Yet again I have come here to make up another whingy blog about my beloved other half.
Just the usual things. He is a lazy slob and the 'excuse' I'm sick may be true at the start of this week but what about all the other times? AND I have been sick as with a stupid head cold shitty thing since friday (oh he had the shivers and felt cold and fair enough yesterday had tummy bug) YET on Monday, when I had the day off as I couldnt bloody move other than to blow my nose of throw up some, I still some how managed to get up and since I was crook all weekend (and he did NOTHING!) the mess was to bad and I did the dishes (which he couldnt even put away tuesday/wednesday - just the cutlery was left as well) I cleaned up the bathroom and the loo and vaccumed. Did I mention the 2 loads of washing that was washed/dried?? All this while I am struggling to breath with a red peeling sore nose!?
I HAVE HAD IT!!
I feel like a Mum, "Mark, please put you cup in the sink when your finished ok sweety? Ah thats a good boy!" - "Mark hang up your wet towel over the rail so it dries and isnt stinky ok?" - "Mark sweety, when you have finished eating something with a wrapper, it goes in the bin" -- and when he hasnt got someone there encouraging him to do the right, simple and NICE thing to do, I am left cleaning up his mess as if I dont (weekend a prime example) no one will.

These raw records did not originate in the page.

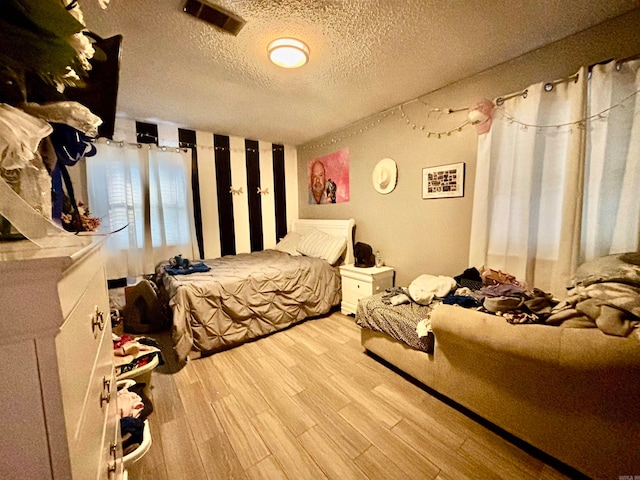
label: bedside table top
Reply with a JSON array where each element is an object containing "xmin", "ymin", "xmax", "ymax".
[{"xmin": 340, "ymin": 263, "xmax": 394, "ymax": 275}]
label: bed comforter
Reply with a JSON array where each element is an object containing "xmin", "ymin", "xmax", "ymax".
[{"xmin": 156, "ymin": 250, "xmax": 341, "ymax": 360}]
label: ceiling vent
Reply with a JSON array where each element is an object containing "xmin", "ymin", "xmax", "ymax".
[{"xmin": 184, "ymin": 0, "xmax": 245, "ymax": 35}]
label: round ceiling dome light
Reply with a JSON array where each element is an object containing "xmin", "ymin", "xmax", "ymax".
[{"xmin": 267, "ymin": 38, "xmax": 309, "ymax": 68}]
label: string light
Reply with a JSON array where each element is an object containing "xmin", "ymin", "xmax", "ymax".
[
  {"xmin": 494, "ymin": 90, "xmax": 640, "ymax": 133},
  {"xmin": 92, "ymin": 133, "xmax": 284, "ymax": 153}
]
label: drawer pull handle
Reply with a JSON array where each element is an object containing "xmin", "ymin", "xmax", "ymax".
[
  {"xmin": 91, "ymin": 306, "xmax": 104, "ymax": 333},
  {"xmin": 107, "ymin": 443, "xmax": 118, "ymax": 478},
  {"xmin": 100, "ymin": 377, "xmax": 111, "ymax": 408}
]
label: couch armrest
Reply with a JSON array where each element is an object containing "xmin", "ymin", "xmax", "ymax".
[{"xmin": 431, "ymin": 304, "xmax": 640, "ymax": 374}]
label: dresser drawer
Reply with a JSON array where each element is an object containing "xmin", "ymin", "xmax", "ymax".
[
  {"xmin": 65, "ymin": 330, "xmax": 117, "ymax": 479},
  {"xmin": 56, "ymin": 269, "xmax": 113, "ymax": 439}
]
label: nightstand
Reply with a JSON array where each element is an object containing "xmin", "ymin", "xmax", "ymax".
[{"xmin": 340, "ymin": 264, "xmax": 395, "ymax": 315}]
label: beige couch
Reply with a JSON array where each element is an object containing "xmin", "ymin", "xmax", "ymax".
[{"xmin": 362, "ymin": 305, "xmax": 640, "ymax": 479}]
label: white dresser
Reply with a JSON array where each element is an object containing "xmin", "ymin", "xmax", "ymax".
[
  {"xmin": 0, "ymin": 237, "xmax": 124, "ymax": 480},
  {"xmin": 340, "ymin": 264, "xmax": 395, "ymax": 315}
]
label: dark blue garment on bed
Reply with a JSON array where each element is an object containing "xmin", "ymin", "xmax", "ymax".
[{"xmin": 164, "ymin": 262, "xmax": 211, "ymax": 275}]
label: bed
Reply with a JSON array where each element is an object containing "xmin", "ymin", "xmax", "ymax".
[{"xmin": 156, "ymin": 219, "xmax": 355, "ymax": 361}]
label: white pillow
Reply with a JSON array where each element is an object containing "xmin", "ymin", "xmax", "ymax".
[
  {"xmin": 298, "ymin": 230, "xmax": 347, "ymax": 265},
  {"xmin": 275, "ymin": 232, "xmax": 302, "ymax": 255}
]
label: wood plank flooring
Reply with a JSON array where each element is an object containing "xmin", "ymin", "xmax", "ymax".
[{"xmin": 122, "ymin": 312, "xmax": 568, "ymax": 480}]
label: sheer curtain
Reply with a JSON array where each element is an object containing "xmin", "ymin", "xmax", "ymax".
[
  {"xmin": 580, "ymin": 60, "xmax": 640, "ymax": 261},
  {"xmin": 87, "ymin": 143, "xmax": 197, "ymax": 278},
  {"xmin": 470, "ymin": 58, "xmax": 640, "ymax": 296}
]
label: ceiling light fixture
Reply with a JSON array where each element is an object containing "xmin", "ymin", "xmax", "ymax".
[{"xmin": 267, "ymin": 38, "xmax": 309, "ymax": 68}]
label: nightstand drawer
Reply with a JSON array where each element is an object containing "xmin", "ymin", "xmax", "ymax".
[
  {"xmin": 342, "ymin": 277, "xmax": 375, "ymax": 300},
  {"xmin": 340, "ymin": 265, "xmax": 395, "ymax": 315}
]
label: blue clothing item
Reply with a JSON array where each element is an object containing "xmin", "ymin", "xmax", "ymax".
[{"xmin": 164, "ymin": 262, "xmax": 211, "ymax": 275}]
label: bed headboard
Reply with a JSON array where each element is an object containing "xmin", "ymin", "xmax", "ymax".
[{"xmin": 291, "ymin": 218, "xmax": 356, "ymax": 264}]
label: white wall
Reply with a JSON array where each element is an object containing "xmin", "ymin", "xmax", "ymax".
[{"xmin": 298, "ymin": 10, "xmax": 640, "ymax": 285}]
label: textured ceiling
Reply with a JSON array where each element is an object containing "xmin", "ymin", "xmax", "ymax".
[{"xmin": 80, "ymin": 0, "xmax": 640, "ymax": 145}]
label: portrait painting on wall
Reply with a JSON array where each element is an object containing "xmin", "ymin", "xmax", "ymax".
[{"xmin": 307, "ymin": 148, "xmax": 349, "ymax": 205}]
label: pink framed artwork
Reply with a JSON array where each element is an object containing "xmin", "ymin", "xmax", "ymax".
[{"xmin": 307, "ymin": 148, "xmax": 349, "ymax": 205}]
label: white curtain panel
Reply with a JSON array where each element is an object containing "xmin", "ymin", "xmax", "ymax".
[
  {"xmin": 580, "ymin": 60, "xmax": 640, "ymax": 261},
  {"xmin": 470, "ymin": 65, "xmax": 587, "ymax": 295},
  {"xmin": 87, "ymin": 143, "xmax": 197, "ymax": 278},
  {"xmin": 470, "ymin": 60, "xmax": 640, "ymax": 297}
]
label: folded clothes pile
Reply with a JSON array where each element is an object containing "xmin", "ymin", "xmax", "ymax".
[{"xmin": 118, "ymin": 383, "xmax": 153, "ymax": 455}]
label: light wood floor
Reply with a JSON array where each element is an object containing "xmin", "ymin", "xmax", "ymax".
[{"xmin": 128, "ymin": 313, "xmax": 567, "ymax": 480}]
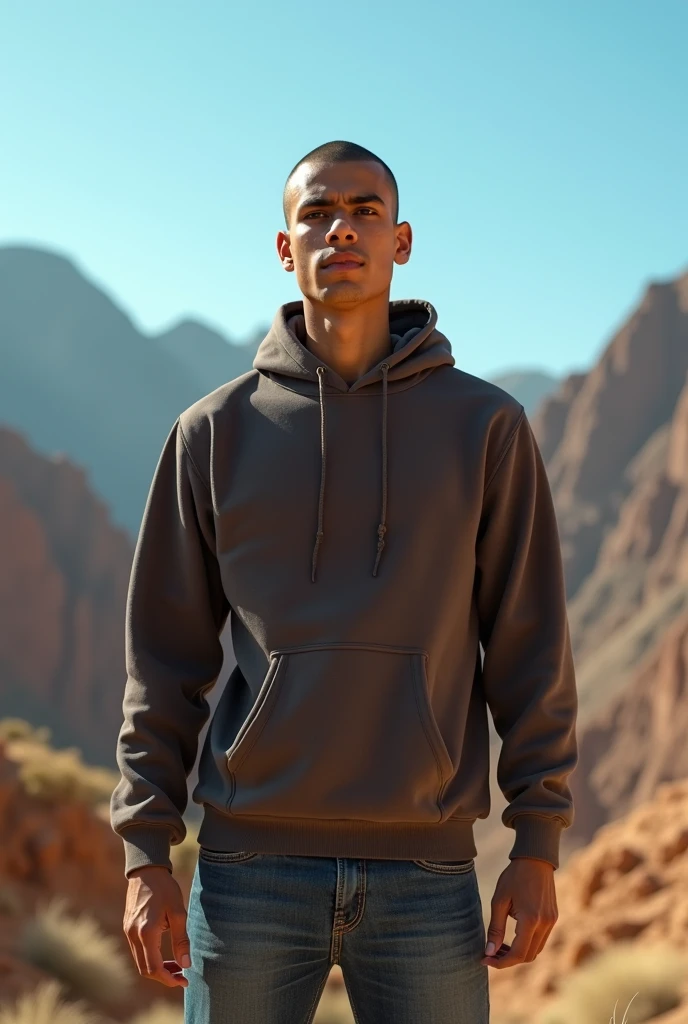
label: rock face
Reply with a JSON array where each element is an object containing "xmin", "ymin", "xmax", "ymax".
[
  {"xmin": 570, "ymin": 612, "xmax": 688, "ymax": 843},
  {"xmin": 533, "ymin": 273, "xmax": 688, "ymax": 598},
  {"xmin": 490, "ymin": 780, "xmax": 688, "ymax": 1024},
  {"xmin": 0, "ymin": 428, "xmax": 133, "ymax": 764}
]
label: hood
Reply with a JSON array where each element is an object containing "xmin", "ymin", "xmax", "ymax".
[
  {"xmin": 253, "ymin": 299, "xmax": 455, "ymax": 583},
  {"xmin": 253, "ymin": 299, "xmax": 455, "ymax": 393}
]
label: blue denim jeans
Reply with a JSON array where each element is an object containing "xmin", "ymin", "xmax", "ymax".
[{"xmin": 183, "ymin": 848, "xmax": 489, "ymax": 1024}]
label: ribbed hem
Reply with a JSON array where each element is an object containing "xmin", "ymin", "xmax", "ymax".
[
  {"xmin": 509, "ymin": 814, "xmax": 564, "ymax": 868},
  {"xmin": 199, "ymin": 804, "xmax": 477, "ymax": 860},
  {"xmin": 120, "ymin": 824, "xmax": 172, "ymax": 878}
]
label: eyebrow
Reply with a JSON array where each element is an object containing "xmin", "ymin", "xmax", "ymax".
[{"xmin": 297, "ymin": 193, "xmax": 385, "ymax": 213}]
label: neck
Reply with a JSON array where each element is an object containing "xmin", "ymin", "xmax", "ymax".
[{"xmin": 303, "ymin": 293, "xmax": 392, "ymax": 384}]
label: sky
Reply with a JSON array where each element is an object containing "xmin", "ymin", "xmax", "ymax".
[{"xmin": 0, "ymin": 0, "xmax": 688, "ymax": 378}]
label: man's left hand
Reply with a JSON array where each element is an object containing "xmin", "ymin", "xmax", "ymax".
[{"xmin": 480, "ymin": 857, "xmax": 559, "ymax": 970}]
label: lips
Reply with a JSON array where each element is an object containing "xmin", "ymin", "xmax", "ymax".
[
  {"xmin": 323, "ymin": 259, "xmax": 363, "ymax": 270},
  {"xmin": 323, "ymin": 253, "xmax": 363, "ymax": 270}
]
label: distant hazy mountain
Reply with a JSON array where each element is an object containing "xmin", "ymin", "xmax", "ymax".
[
  {"xmin": 489, "ymin": 370, "xmax": 559, "ymax": 417},
  {"xmin": 0, "ymin": 246, "xmax": 267, "ymax": 537}
]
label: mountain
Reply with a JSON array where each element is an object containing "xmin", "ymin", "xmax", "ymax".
[
  {"xmin": 489, "ymin": 370, "xmax": 559, "ymax": 417},
  {"xmin": 487, "ymin": 779, "xmax": 688, "ymax": 1024},
  {"xmin": 532, "ymin": 271, "xmax": 688, "ymax": 598},
  {"xmin": 0, "ymin": 419, "xmax": 133, "ymax": 764},
  {"xmin": 475, "ymin": 273, "xmax": 688, "ymax": 891},
  {"xmin": 0, "ymin": 246, "xmax": 265, "ymax": 539}
]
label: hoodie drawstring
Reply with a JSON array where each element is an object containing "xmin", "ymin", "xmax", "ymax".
[
  {"xmin": 310, "ymin": 362, "xmax": 389, "ymax": 583},
  {"xmin": 373, "ymin": 362, "xmax": 389, "ymax": 575},
  {"xmin": 310, "ymin": 367, "xmax": 328, "ymax": 583}
]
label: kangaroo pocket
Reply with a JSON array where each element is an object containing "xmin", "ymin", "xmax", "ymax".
[{"xmin": 227, "ymin": 643, "xmax": 454, "ymax": 822}]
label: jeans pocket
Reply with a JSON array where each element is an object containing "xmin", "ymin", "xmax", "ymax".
[
  {"xmin": 414, "ymin": 857, "xmax": 475, "ymax": 874},
  {"xmin": 199, "ymin": 846, "xmax": 258, "ymax": 864}
]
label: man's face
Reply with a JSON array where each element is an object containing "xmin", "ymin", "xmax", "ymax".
[{"xmin": 277, "ymin": 160, "xmax": 412, "ymax": 308}]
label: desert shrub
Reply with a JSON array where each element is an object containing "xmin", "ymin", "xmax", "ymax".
[
  {"xmin": 19, "ymin": 897, "xmax": 134, "ymax": 1007},
  {"xmin": 538, "ymin": 942, "xmax": 688, "ymax": 1024},
  {"xmin": 0, "ymin": 980, "xmax": 98, "ymax": 1024},
  {"xmin": 129, "ymin": 999, "xmax": 184, "ymax": 1024}
]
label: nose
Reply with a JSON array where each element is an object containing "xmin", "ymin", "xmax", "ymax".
[{"xmin": 325, "ymin": 217, "xmax": 358, "ymax": 244}]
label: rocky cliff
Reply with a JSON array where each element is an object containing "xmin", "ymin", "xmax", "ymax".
[{"xmin": 0, "ymin": 419, "xmax": 133, "ymax": 764}]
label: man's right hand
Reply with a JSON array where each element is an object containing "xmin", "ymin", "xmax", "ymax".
[{"xmin": 124, "ymin": 865, "xmax": 191, "ymax": 988}]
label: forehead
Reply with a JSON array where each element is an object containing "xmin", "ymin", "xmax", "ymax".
[{"xmin": 290, "ymin": 160, "xmax": 391, "ymax": 201}]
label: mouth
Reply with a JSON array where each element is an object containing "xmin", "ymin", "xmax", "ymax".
[{"xmin": 323, "ymin": 259, "xmax": 363, "ymax": 270}]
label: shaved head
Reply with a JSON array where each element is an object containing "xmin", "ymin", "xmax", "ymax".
[{"xmin": 282, "ymin": 139, "xmax": 399, "ymax": 228}]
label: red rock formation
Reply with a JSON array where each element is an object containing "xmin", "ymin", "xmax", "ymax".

I made him watch the breakup and for like a day I thought the message had got through. I have been patient and I have been trying so hard but if he really can not change and do something for himself, or at least say "thanks for keeping the house clean and not letting it look like a pig sty" instead of walking in and making it look worse than before, can I really stay in this relationship?? I love him and all, and there are plenty of good things but the dutiful housewife is not my role. I want a partnership, where we do things equally. Sure he cooks BUT I am left to do the dishes with every dish in the house having been used. I love him and stuff but I am really questioning if I can live with him and if the answer ends up being No... where does that leave us??
I just hope when I get home tonight the house is still clean as I am serious on the threat that if its not - tonight he will be sleeping at his mothers.... until such a time he can pick up after himself! If he ever will!!